Mom began ripping the pink spongy curlers out of her hair. “Did you talk to Dad? Is he all right?”
“He’s okay. The sheriff is there.” I should have been there too, where the action was. Randy Ridings was probably there by now, collecting facts, interviewing neighbors. And what if Wanda had the same idea I did about getting a story for the school paper?
Mom set the fistful of curlers onto the counter and ran her long red fingernails through her hair. She and Eileen had the same hair. I got Dad’s wild and wavy black hair. “Tell me your father didn’t go down there in that raggedy robe and those awful slippers.”
My mom would never have left the house in a robe and slippers, not even if the house were on fire.
I shrugged. “Mom, do you know the Kinneys very well?”
“Not really. Lois—she was Lois Dodge then—went to school with your dad, I think. Maybe she was a year behind him. Your dad skipped two grades.”
Jack was right as usual. Mrs.
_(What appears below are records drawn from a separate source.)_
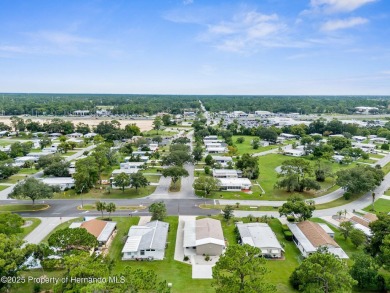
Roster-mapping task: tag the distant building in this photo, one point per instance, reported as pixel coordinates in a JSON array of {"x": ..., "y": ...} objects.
[{"x": 366, "y": 110}]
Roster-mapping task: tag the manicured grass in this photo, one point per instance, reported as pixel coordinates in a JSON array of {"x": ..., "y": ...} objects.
[
  {"x": 14, "y": 179},
  {"x": 239, "y": 208},
  {"x": 28, "y": 171},
  {"x": 232, "y": 194},
  {"x": 381, "y": 206},
  {"x": 175, "y": 187},
  {"x": 97, "y": 193},
  {"x": 61, "y": 226},
  {"x": 2, "y": 187},
  {"x": 338, "y": 202},
  {"x": 346, "y": 245},
  {"x": 27, "y": 230},
  {"x": 269, "y": 177},
  {"x": 23, "y": 207},
  {"x": 246, "y": 146},
  {"x": 177, "y": 273}
]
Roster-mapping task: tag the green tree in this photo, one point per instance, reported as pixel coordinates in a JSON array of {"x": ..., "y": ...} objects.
[
  {"x": 122, "y": 180},
  {"x": 228, "y": 212},
  {"x": 359, "y": 179},
  {"x": 10, "y": 223},
  {"x": 13, "y": 254},
  {"x": 158, "y": 211},
  {"x": 157, "y": 123},
  {"x": 249, "y": 165},
  {"x": 206, "y": 184},
  {"x": 298, "y": 208},
  {"x": 100, "y": 206},
  {"x": 322, "y": 272},
  {"x": 295, "y": 175},
  {"x": 346, "y": 228},
  {"x": 365, "y": 271},
  {"x": 197, "y": 153},
  {"x": 110, "y": 208},
  {"x": 69, "y": 239},
  {"x": 241, "y": 269},
  {"x": 138, "y": 180},
  {"x": 175, "y": 173},
  {"x": 357, "y": 237},
  {"x": 33, "y": 189}
]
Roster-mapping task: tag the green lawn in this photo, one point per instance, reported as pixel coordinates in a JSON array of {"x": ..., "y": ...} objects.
[
  {"x": 268, "y": 178},
  {"x": 338, "y": 202},
  {"x": 97, "y": 193},
  {"x": 246, "y": 147},
  {"x": 23, "y": 207},
  {"x": 177, "y": 273},
  {"x": 381, "y": 206},
  {"x": 27, "y": 230}
]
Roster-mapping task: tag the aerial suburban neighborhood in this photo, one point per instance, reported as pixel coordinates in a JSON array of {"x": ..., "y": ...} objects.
[{"x": 181, "y": 197}]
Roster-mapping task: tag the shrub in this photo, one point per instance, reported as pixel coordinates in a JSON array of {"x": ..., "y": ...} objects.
[
  {"x": 347, "y": 195},
  {"x": 287, "y": 235},
  {"x": 290, "y": 218}
]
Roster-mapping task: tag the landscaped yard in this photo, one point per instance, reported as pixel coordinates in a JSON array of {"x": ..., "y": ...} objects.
[
  {"x": 177, "y": 273},
  {"x": 381, "y": 206},
  {"x": 103, "y": 193}
]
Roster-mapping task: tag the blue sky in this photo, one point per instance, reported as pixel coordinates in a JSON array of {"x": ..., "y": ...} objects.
[{"x": 314, "y": 47}]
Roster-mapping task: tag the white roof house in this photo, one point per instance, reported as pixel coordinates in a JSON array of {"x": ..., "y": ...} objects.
[
  {"x": 146, "y": 242},
  {"x": 226, "y": 173},
  {"x": 62, "y": 182},
  {"x": 294, "y": 152},
  {"x": 260, "y": 235},
  {"x": 205, "y": 236},
  {"x": 235, "y": 184},
  {"x": 309, "y": 236}
]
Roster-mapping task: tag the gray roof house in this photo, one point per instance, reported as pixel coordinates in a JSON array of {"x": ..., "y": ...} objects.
[
  {"x": 204, "y": 236},
  {"x": 146, "y": 242},
  {"x": 260, "y": 235}
]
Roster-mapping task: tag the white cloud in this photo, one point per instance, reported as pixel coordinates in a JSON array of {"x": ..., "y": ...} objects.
[
  {"x": 246, "y": 32},
  {"x": 338, "y": 24},
  {"x": 334, "y": 6}
]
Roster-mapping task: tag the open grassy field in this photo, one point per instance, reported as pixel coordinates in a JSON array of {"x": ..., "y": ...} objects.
[{"x": 380, "y": 206}]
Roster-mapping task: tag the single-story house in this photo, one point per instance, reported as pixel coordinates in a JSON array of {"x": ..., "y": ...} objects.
[
  {"x": 146, "y": 242},
  {"x": 367, "y": 147},
  {"x": 62, "y": 182},
  {"x": 222, "y": 160},
  {"x": 288, "y": 135},
  {"x": 20, "y": 161},
  {"x": 102, "y": 230},
  {"x": 204, "y": 237},
  {"x": 75, "y": 135},
  {"x": 260, "y": 235},
  {"x": 358, "y": 138},
  {"x": 294, "y": 152},
  {"x": 215, "y": 150},
  {"x": 226, "y": 173},
  {"x": 132, "y": 165},
  {"x": 235, "y": 184},
  {"x": 309, "y": 236}
]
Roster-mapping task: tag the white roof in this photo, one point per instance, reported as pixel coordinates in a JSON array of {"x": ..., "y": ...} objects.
[
  {"x": 107, "y": 231},
  {"x": 235, "y": 181},
  {"x": 58, "y": 180},
  {"x": 259, "y": 235}
]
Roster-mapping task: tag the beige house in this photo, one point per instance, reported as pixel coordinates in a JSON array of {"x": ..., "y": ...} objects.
[{"x": 203, "y": 237}]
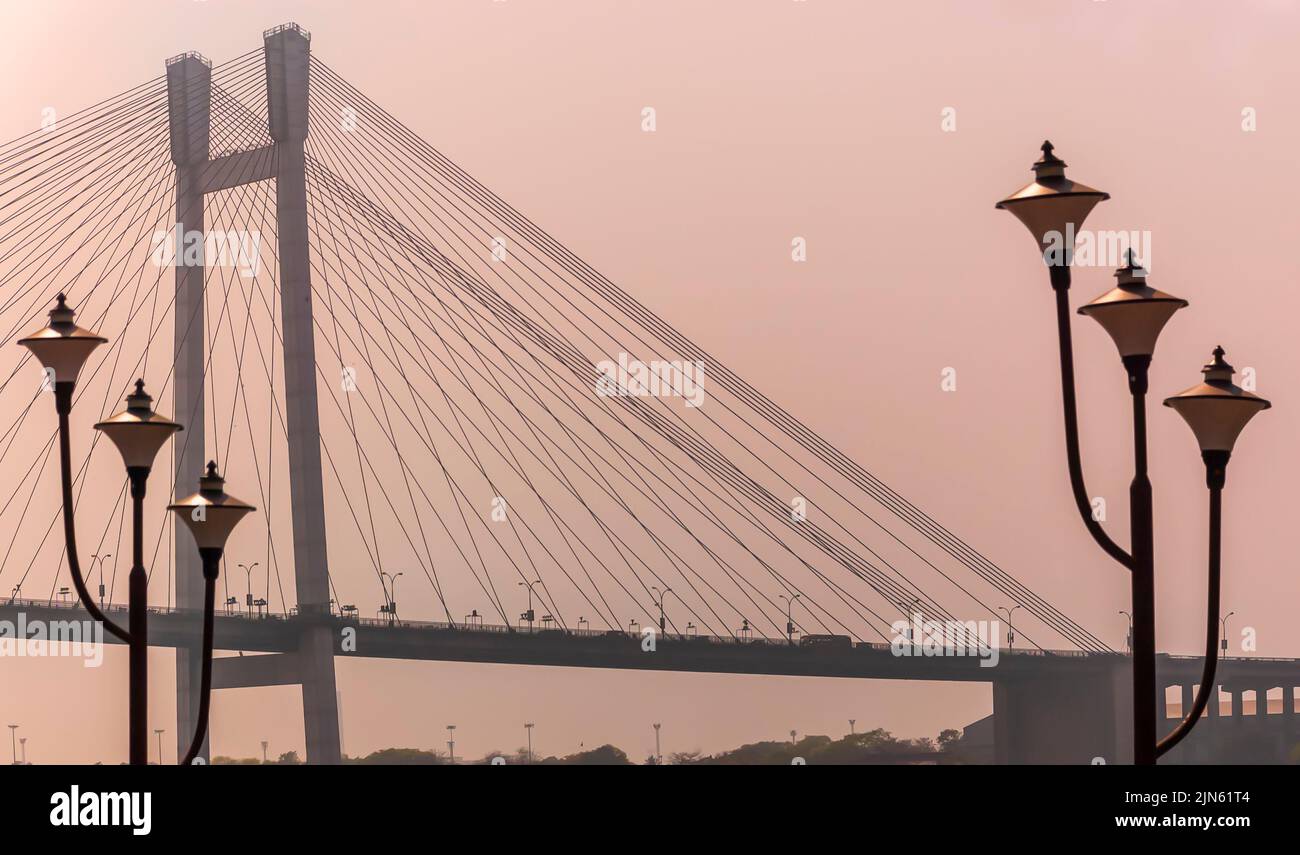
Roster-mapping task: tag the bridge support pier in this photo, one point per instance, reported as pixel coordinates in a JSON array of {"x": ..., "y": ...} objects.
[
  {"x": 189, "y": 113},
  {"x": 1074, "y": 719},
  {"x": 287, "y": 59}
]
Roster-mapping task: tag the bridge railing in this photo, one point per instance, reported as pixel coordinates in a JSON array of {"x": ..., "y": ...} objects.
[{"x": 839, "y": 642}]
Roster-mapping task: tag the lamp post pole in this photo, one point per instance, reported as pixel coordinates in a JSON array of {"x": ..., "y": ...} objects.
[
  {"x": 1223, "y": 624},
  {"x": 789, "y": 616},
  {"x": 138, "y": 433},
  {"x": 1010, "y": 629},
  {"x": 248, "y": 569},
  {"x": 1053, "y": 208}
]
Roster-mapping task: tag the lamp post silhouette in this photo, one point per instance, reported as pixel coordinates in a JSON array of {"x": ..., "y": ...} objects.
[
  {"x": 100, "y": 559},
  {"x": 1010, "y": 628},
  {"x": 393, "y": 598},
  {"x": 138, "y": 433},
  {"x": 789, "y": 617},
  {"x": 1132, "y": 313},
  {"x": 661, "y": 597},
  {"x": 211, "y": 515},
  {"x": 248, "y": 569},
  {"x": 528, "y": 616},
  {"x": 1223, "y": 624}
]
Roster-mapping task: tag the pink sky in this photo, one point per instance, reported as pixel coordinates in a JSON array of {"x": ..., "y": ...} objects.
[{"x": 820, "y": 120}]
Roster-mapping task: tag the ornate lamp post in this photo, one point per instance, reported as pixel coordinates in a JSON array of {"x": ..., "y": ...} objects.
[
  {"x": 211, "y": 515},
  {"x": 1216, "y": 409},
  {"x": 1132, "y": 313},
  {"x": 138, "y": 433}
]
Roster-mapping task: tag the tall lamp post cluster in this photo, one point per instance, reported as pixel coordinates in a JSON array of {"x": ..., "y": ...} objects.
[
  {"x": 211, "y": 515},
  {"x": 1134, "y": 313}
]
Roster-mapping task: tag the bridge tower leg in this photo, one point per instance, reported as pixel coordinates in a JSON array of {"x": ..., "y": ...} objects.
[
  {"x": 287, "y": 51},
  {"x": 287, "y": 59},
  {"x": 189, "y": 107}
]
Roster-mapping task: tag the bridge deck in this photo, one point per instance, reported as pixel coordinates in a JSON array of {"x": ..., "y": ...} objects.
[{"x": 596, "y": 649}]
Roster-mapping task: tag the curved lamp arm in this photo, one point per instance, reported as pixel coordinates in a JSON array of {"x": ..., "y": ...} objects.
[
  {"x": 200, "y": 729},
  {"x": 64, "y": 402},
  {"x": 1061, "y": 285},
  {"x": 1207, "y": 686}
]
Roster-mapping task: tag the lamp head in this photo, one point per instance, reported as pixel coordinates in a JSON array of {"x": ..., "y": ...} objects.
[
  {"x": 1217, "y": 409},
  {"x": 1132, "y": 312},
  {"x": 1052, "y": 207},
  {"x": 211, "y": 513},
  {"x": 61, "y": 346},
  {"x": 138, "y": 432}
]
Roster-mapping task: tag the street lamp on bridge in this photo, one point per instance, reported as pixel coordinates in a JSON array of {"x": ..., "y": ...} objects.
[
  {"x": 789, "y": 619},
  {"x": 1223, "y": 624},
  {"x": 248, "y": 569},
  {"x": 1132, "y": 313},
  {"x": 100, "y": 559},
  {"x": 528, "y": 616},
  {"x": 1010, "y": 628},
  {"x": 661, "y": 597},
  {"x": 393, "y": 598}
]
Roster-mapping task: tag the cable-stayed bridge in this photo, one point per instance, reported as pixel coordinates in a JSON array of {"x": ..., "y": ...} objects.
[{"x": 414, "y": 381}]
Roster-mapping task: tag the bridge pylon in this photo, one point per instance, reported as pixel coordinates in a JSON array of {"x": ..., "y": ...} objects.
[{"x": 287, "y": 59}]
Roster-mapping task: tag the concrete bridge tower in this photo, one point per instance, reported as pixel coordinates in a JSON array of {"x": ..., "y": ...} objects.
[{"x": 287, "y": 59}]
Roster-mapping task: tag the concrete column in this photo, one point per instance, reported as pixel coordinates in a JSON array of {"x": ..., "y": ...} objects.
[
  {"x": 189, "y": 104},
  {"x": 287, "y": 52},
  {"x": 1288, "y": 716}
]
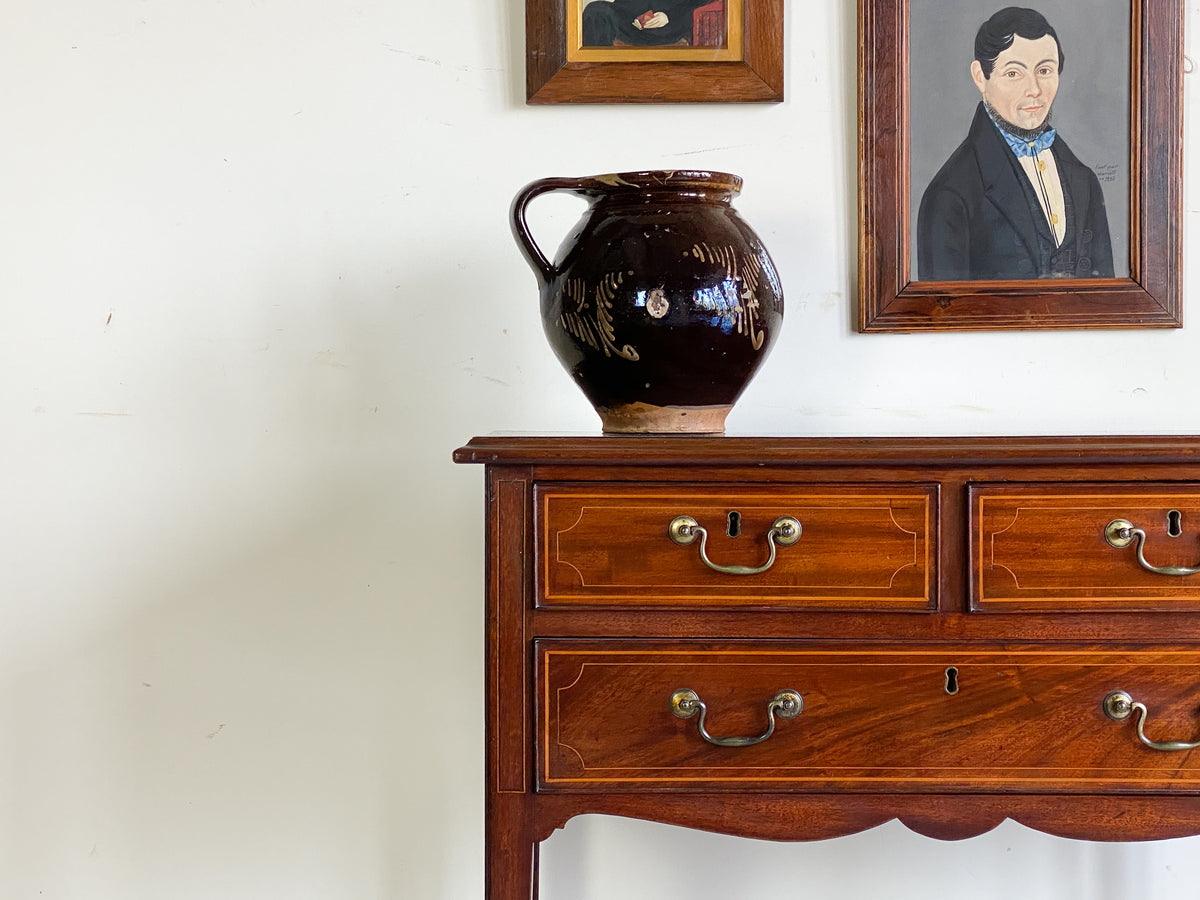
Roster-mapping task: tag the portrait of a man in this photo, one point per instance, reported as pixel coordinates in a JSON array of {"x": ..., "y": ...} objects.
[
  {"x": 642, "y": 23},
  {"x": 1014, "y": 201}
]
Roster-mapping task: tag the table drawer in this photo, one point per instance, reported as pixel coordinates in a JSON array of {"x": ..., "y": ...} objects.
[
  {"x": 912, "y": 719},
  {"x": 856, "y": 546},
  {"x": 1050, "y": 547}
]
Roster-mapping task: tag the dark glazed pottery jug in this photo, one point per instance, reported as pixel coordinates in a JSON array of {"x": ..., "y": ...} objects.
[{"x": 661, "y": 303}]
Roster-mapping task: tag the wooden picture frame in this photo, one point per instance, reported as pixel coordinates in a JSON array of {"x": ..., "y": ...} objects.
[
  {"x": 748, "y": 69},
  {"x": 892, "y": 299}
]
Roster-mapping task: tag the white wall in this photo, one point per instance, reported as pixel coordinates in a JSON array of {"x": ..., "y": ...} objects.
[{"x": 256, "y": 285}]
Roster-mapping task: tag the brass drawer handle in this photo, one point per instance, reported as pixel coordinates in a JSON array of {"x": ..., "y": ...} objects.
[
  {"x": 786, "y": 705},
  {"x": 1120, "y": 706},
  {"x": 784, "y": 531},
  {"x": 1121, "y": 533}
]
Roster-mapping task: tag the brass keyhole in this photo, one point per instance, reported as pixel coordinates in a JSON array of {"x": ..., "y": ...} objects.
[{"x": 1174, "y": 523}]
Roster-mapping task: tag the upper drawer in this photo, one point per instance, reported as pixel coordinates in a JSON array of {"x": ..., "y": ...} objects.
[
  {"x": 1085, "y": 547},
  {"x": 858, "y": 546}
]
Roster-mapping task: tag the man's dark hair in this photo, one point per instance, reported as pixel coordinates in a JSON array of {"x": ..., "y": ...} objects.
[{"x": 997, "y": 34}]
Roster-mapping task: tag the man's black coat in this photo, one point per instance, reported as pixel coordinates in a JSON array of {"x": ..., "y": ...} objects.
[{"x": 979, "y": 219}]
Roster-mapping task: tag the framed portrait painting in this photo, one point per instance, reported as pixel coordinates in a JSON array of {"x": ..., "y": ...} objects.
[
  {"x": 654, "y": 51},
  {"x": 1020, "y": 167}
]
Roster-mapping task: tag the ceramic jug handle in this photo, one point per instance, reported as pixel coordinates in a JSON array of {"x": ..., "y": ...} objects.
[{"x": 543, "y": 268}]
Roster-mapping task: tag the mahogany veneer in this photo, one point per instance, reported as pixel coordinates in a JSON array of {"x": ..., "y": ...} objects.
[{"x": 952, "y": 618}]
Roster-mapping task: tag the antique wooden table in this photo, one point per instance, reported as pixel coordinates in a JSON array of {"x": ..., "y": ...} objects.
[{"x": 801, "y": 639}]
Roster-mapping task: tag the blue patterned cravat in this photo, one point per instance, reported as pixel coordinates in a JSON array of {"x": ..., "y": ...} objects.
[
  {"x": 1026, "y": 148},
  {"x": 1030, "y": 148}
]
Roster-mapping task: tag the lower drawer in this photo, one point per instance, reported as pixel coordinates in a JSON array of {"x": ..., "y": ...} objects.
[{"x": 873, "y": 719}]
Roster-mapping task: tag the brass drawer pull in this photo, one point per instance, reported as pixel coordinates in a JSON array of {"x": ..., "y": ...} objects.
[
  {"x": 1121, "y": 533},
  {"x": 786, "y": 705},
  {"x": 784, "y": 531},
  {"x": 1120, "y": 706}
]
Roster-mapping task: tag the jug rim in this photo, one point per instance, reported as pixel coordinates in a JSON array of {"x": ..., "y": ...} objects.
[{"x": 645, "y": 179}]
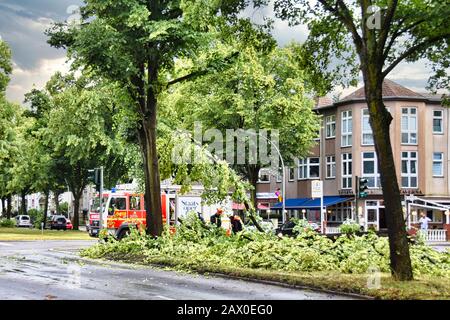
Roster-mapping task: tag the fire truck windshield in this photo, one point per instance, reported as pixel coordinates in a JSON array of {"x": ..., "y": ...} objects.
[{"x": 96, "y": 205}]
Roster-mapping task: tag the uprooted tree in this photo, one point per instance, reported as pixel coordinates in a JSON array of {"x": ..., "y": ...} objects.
[{"x": 136, "y": 42}]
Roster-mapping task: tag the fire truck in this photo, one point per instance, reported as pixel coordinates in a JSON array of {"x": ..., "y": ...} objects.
[
  {"x": 121, "y": 210},
  {"x": 125, "y": 208}
]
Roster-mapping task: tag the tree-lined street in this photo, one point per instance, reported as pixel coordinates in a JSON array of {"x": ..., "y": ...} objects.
[{"x": 167, "y": 130}]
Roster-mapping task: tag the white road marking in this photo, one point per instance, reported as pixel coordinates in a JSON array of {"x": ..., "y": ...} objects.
[
  {"x": 164, "y": 298},
  {"x": 5, "y": 244}
]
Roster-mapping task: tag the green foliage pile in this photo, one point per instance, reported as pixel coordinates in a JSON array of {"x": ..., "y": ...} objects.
[
  {"x": 350, "y": 227},
  {"x": 37, "y": 217},
  {"x": 7, "y": 223},
  {"x": 194, "y": 245}
]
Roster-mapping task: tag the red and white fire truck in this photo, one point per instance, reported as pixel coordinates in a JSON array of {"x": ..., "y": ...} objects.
[
  {"x": 125, "y": 208},
  {"x": 121, "y": 210}
]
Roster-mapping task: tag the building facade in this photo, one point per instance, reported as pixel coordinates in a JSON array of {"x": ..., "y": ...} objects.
[{"x": 420, "y": 141}]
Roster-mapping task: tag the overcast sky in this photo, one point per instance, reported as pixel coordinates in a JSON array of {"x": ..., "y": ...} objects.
[{"x": 23, "y": 22}]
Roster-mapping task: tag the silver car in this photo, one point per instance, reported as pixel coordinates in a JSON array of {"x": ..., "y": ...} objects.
[{"x": 23, "y": 221}]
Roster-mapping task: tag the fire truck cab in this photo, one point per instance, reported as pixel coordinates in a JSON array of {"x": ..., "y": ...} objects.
[
  {"x": 120, "y": 211},
  {"x": 125, "y": 207}
]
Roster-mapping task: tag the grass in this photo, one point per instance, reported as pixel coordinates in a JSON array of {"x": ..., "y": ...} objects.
[
  {"x": 19, "y": 234},
  {"x": 422, "y": 288}
]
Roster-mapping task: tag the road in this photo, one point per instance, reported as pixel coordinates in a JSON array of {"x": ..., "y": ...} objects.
[{"x": 47, "y": 270}]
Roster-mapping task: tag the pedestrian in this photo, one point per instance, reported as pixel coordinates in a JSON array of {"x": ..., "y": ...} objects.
[
  {"x": 236, "y": 223},
  {"x": 217, "y": 218}
]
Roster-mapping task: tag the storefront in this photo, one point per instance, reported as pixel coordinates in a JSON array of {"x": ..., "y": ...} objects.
[{"x": 337, "y": 208}]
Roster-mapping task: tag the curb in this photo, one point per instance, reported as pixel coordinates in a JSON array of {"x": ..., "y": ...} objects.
[
  {"x": 290, "y": 286},
  {"x": 275, "y": 283}
]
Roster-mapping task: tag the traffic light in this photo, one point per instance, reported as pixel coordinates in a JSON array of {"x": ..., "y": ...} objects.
[
  {"x": 362, "y": 187},
  {"x": 94, "y": 178}
]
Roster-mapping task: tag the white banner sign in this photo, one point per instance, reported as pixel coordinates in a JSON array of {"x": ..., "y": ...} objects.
[
  {"x": 316, "y": 189},
  {"x": 188, "y": 204}
]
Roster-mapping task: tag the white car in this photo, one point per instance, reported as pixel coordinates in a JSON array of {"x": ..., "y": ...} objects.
[{"x": 23, "y": 221}]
Kinney must have been about the same age as our moms. “But she looks so old.”
Mom came over and sat on the edge of the booth bench opposite me. Her feet stuck out, and I saw that her pink slip-ons matched the big flowers on the full skirt of her dress. “Lois Kinney has had a hard life.”
Mom was looking right at me, talking to me like I was one of her friends instead of one of her girls, the younger one. I felt like I was on the verge of uncovering something, part of a truth I’d need if I really planned to write about this. “How has her life been hard?”
“What’s going on?” Eileen, still in her powder-blue babydoll pajamas, shuffled into the kitchen. She and Mom had bought matching pj’s on their last shopping spree to Kansas City. I got the latest issue of Mad magazine, which was exactly what I asked for.